Коридор разветвился, и мы свернули направо. Левое крыло принадлежало отделению мальчиков. И туда, заходить было запрещено, так же как и мальчикам, было запрещено входить в крыло девочек.
Перед нами возникла огромная дверь с табличкой: «Отделение девочек». Надзирательница сняла ключ, висевший у нее на шее, на просмоленной бечевке и отперла этим ключом дверь.
Петли двери пронзительно заскрипели, и вскоре, мы оказались в отделении.
Это был тот же коридор, но по обе стороны он имел множество спален. Оттуда выглядывали дети и с любопытством глазели на меня. Я была новенькая, а новенькие всегда всем интересны. Я слышала, как дети обсуждали меня.
– Это что, мальчишка? – донеслось до меня.
– Накой мальчишка в отделении девочек? – послышалось в ответ.
– Это не мальчишка, – услышала я еще. – Это девочка.
– Какая-то она слишком безобразная для девочки.
– Вспомни себя в первый день, когда миссис Гухтер обкорнала твои волосы.
Я ни на кого не смотрела, едва поспевая за широко шагающей миссис Лафайет, и лишь изредка выглядывала исподлобья.
– Все по койкам! – закричала надзирательница, и детей след простыл. – Или кто-то захотел провести ночь в карцере?! Я могу вам это устроить. Там сегодня особенно холодно и сыро.

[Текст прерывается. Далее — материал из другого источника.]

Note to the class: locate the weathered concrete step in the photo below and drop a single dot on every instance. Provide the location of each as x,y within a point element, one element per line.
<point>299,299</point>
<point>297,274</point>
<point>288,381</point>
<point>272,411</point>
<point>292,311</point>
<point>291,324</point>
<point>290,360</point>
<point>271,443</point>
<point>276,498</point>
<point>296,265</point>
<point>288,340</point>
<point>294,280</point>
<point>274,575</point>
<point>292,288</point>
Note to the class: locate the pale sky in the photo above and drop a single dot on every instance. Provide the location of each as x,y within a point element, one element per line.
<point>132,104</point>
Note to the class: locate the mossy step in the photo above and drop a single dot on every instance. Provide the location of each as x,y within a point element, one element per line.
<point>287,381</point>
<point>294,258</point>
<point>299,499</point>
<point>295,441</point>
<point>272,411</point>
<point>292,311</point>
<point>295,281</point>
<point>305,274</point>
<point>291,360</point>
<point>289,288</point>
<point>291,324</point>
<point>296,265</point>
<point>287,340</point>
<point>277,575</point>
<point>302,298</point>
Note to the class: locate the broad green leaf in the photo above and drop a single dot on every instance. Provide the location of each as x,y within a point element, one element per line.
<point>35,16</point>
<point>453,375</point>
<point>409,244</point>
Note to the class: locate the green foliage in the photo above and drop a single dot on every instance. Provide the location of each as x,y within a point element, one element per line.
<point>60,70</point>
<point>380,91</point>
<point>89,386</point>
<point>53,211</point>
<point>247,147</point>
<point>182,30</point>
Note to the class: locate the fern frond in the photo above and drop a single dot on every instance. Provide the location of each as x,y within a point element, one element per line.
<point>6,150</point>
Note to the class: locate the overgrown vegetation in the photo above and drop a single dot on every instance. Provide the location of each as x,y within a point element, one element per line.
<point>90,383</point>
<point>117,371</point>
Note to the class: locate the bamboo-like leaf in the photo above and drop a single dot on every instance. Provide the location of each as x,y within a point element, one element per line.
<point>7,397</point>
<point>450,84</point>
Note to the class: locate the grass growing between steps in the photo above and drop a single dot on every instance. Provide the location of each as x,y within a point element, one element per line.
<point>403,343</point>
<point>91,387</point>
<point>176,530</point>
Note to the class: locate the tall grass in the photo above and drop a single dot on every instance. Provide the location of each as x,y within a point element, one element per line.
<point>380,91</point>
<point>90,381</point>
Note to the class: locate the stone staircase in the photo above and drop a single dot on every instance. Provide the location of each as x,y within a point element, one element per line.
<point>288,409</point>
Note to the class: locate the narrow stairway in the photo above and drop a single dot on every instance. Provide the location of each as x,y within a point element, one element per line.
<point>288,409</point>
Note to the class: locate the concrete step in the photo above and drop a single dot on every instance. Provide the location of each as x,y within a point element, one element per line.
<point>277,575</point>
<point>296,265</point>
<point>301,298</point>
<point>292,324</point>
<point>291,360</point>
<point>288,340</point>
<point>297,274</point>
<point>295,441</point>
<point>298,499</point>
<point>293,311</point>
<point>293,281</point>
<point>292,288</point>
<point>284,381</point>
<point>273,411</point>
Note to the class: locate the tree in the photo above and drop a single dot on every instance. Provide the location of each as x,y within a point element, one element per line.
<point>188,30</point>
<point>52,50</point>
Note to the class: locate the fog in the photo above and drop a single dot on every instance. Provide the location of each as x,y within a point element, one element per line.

Мы дошли до конца коридора и вошли в комнату по правой стороне. Потолки здесь были высокими, окна огромными и решетчатыми, кровати металлическими. Еще пахло мочой. Кто-то из девочек очевидно писался.
– Спать будешь здесь, – сказала мне миссис Лафайет, указывая на кровать у самой двери. – Под подушкой ночная пижама. Туалет на ночь закрывается, ходить в горшок. Он у тебя под койкой. Утром сама его выносишь. Теперь спать. На ужин ты опоздала, так что до завтра придется поголодать.
Больше Агнесса Лафайет ничего не сказала. Она расправила плечи, оглядела девочек и ушла.
Свет в комнате так и не включили, и пришлось заправлять постельное белье в темноте.
Оно и к лучшему – никто на меня глазеть не будет.
Белье настолько прогнило, что рассыпалось, прямо у меня в руках! От любого неловкого движения, оно рвалось.
Девочки еще не спали, и лежа в своих постелях, они о чем-то шептались. Наверное, обо мне. Но я старалась не слушать их, и, покончив, наконец, с пододеяльником, легла и отвернулась от всего мира к стене.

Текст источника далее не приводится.